In the JavaScript community, engineers share hundreds of thousands of pieces of code so we can avoid rewriting basic components, libraries, or frameworks of our own. Each piece of code may in turn depend on other pieces of code, and these dependencies are managed by package managers. The most popular JavaScript package manager is the npm client, which provides access to more than 300,000 packages in the npm registry. More than 5 million engineers use the npm registry, which sees up to 5 billion downloads every month.

We've used the npm client successfully at Facebook for years, but as the size of our codebase and the number of engineers grew, we ran into problems with consistency, security, and performance. After trying to solve for each issue as it came up, we set out to build a new solution to help us manage our dependencies more reliably. The product of that work is called Yarn — a fast, reliable, and secure alternative npm client.

We're pleased to announce the open source release of Yarn, a collaboration with Exponent, Google, and Tilde. With Yarn, engineers still have access to the npm registry, but can install packages more quickly and manage dependencies consistently across machines or in secure offline environments.
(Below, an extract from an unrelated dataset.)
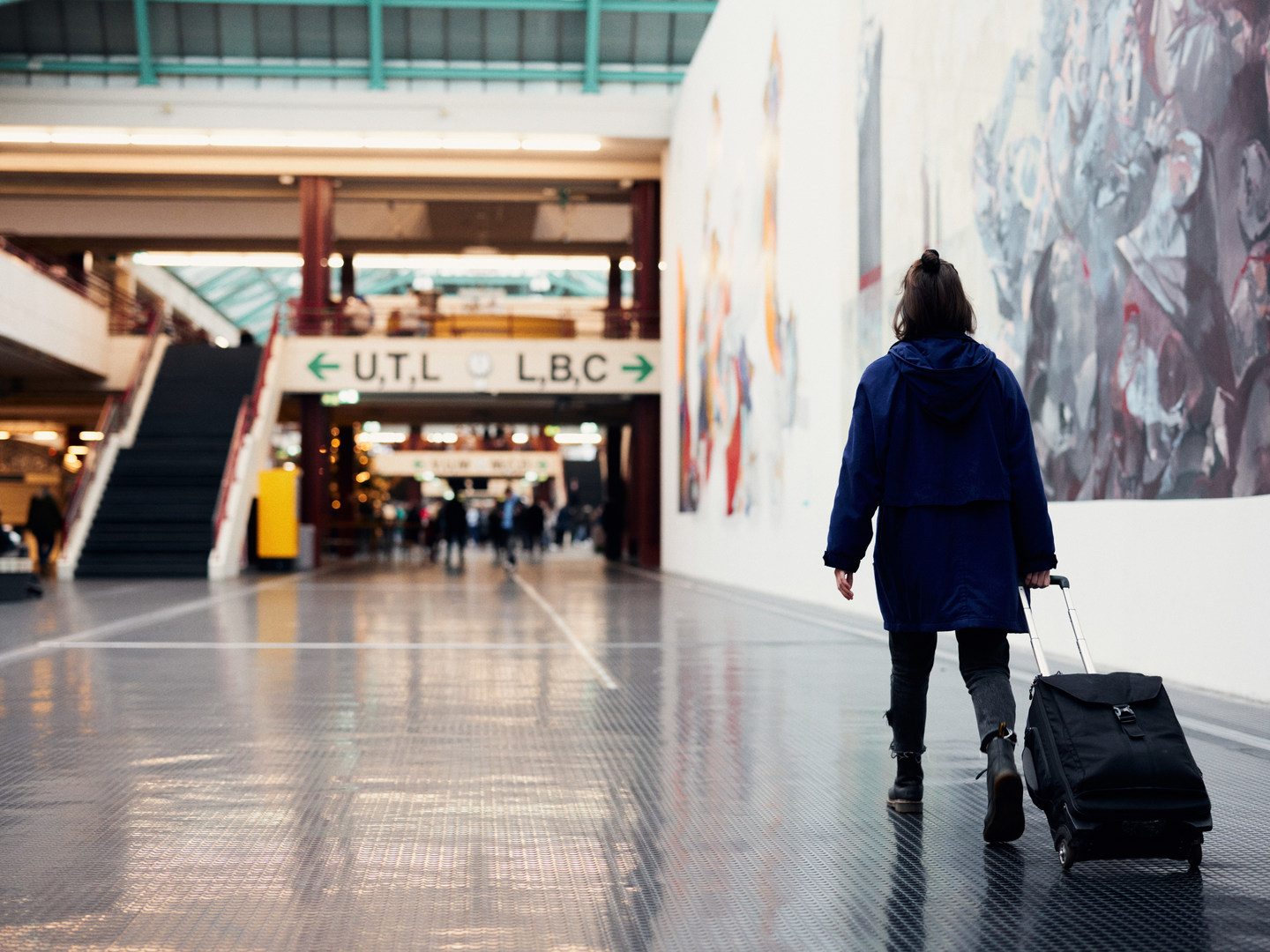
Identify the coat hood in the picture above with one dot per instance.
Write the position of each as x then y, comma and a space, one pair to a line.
945, 375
Yarn enables engineers to move faster and with confidence when using shared code so they can focus on what matters — building new products and features.

The evolution of JavaScript package management at Facebook

In the days before package managers, it was commonplace for JavaScript engineers to rely on a small number of dependencies stored directly in their projects or served by a CDN. The first major JavaScript package manager, npm, was built shortly after Node.js was introduced, and it quickly became one of the most popular package managers in the world. Thousands of new open source projects were created and engineers shared more code than ever before.

Many of our projects at Facebook, like React, depend on code in the npm registry. However, as we scaled internally, we faced problems with consistency when installing dependencies across different machines and users, the amount of time it took to pull dependencies in, and had some security concerns with the way the npm client executes code from some of those dependencies automatically. We attempted to build solutions around these issues, but they often raised new issues themselves.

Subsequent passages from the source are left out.